Ах, если бы не было этой ночи! Этой и всех следующих ночей. Не может она, не может. Господи, как просто все было в семнадцать лет. Какое она имеет право обвинять мать? Смазливая девчонка из бедной семьи. Отца нет, приданого нет, и надежды сменить свое старое перелицованное пальто на модный плащ — предел ее тайных желаний — тоже нет. А кое-кто из сверстниц уже носил в ушах бриллианты, лодочки на шпильках, хвастался чернобурками, сожалея, что нельзя это все надевать в школу.

И вдруг! Золушка с окраинной улицы как в сказку попадает. Дорогие духи, отрезы, желанные лаковые лодочки и плащ. «Примите этот скромный подарок», — вежливо говорил Магеррам, ее принц, ее рыжий, уродливый карлик… Она и не разглядела его тогда, за непрекращающимся потоком подарков. Мать благодарила аллаха за ниспосланное дочери счастье. «Буду греться на старости лет у вашего очага», — мечтательно говорила Бильгеис.

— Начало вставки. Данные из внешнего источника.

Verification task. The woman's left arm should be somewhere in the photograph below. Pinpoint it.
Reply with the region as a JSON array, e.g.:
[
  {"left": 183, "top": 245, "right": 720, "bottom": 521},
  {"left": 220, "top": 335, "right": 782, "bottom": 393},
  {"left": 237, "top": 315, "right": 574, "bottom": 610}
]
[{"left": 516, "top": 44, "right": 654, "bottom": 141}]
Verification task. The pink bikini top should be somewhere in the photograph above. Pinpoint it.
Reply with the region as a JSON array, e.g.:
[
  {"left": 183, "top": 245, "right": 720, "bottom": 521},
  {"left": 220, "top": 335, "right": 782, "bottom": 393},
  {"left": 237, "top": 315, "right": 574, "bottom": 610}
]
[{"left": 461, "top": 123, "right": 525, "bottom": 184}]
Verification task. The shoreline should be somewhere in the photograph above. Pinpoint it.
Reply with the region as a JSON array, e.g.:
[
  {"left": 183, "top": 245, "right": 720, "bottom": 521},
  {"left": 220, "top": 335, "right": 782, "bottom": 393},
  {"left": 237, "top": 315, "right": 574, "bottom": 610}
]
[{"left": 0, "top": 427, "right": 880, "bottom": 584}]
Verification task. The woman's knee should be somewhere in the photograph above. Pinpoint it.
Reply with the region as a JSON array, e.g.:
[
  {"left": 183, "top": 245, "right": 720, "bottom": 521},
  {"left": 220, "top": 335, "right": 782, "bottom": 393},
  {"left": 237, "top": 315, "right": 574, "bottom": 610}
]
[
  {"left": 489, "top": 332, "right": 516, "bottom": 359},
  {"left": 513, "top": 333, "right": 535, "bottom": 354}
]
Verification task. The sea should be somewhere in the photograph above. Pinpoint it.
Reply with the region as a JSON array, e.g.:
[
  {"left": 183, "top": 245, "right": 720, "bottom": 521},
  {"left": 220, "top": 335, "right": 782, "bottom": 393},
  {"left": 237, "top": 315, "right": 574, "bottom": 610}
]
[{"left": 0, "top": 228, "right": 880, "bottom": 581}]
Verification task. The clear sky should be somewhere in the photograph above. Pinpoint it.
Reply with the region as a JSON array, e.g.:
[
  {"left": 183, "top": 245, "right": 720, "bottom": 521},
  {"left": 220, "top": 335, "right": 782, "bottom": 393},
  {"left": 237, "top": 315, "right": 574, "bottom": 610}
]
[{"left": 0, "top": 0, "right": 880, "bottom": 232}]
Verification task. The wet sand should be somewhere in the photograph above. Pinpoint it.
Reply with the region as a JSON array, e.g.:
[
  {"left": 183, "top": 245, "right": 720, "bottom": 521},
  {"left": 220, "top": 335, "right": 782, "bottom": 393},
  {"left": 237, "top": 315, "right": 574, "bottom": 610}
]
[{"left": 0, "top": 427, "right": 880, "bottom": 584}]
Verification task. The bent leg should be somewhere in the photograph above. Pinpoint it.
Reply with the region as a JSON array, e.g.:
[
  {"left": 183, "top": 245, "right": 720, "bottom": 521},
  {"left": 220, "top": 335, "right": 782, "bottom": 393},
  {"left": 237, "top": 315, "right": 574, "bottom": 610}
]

Что ж ты, мама, ушла, заторопилась в свой холодный, запущенный дом, где скрипят полусгнившие ступени лестницы и за водой надо ходить к крану в соседнем дворе. Не греет, не радует и тебя мой дом. Что же ты наделала, мама! Как бы я сейчас пошла, побежала следом за тобой в наш бедный крошечный двор… Я бы погладила каждую из шести ступенек, и они бы ворчливо скрипели под моими шагами. Нет, однажды она заметила, что жених ее какой-то маленький, голова его едва доставала ей до мочки уха. И спина ей показалась странной… «Мама, он что, горбатый?!» — «Нет, доченька, это оттого, что неправильно в свое время за партой сидел. Душа, душа золотая у него».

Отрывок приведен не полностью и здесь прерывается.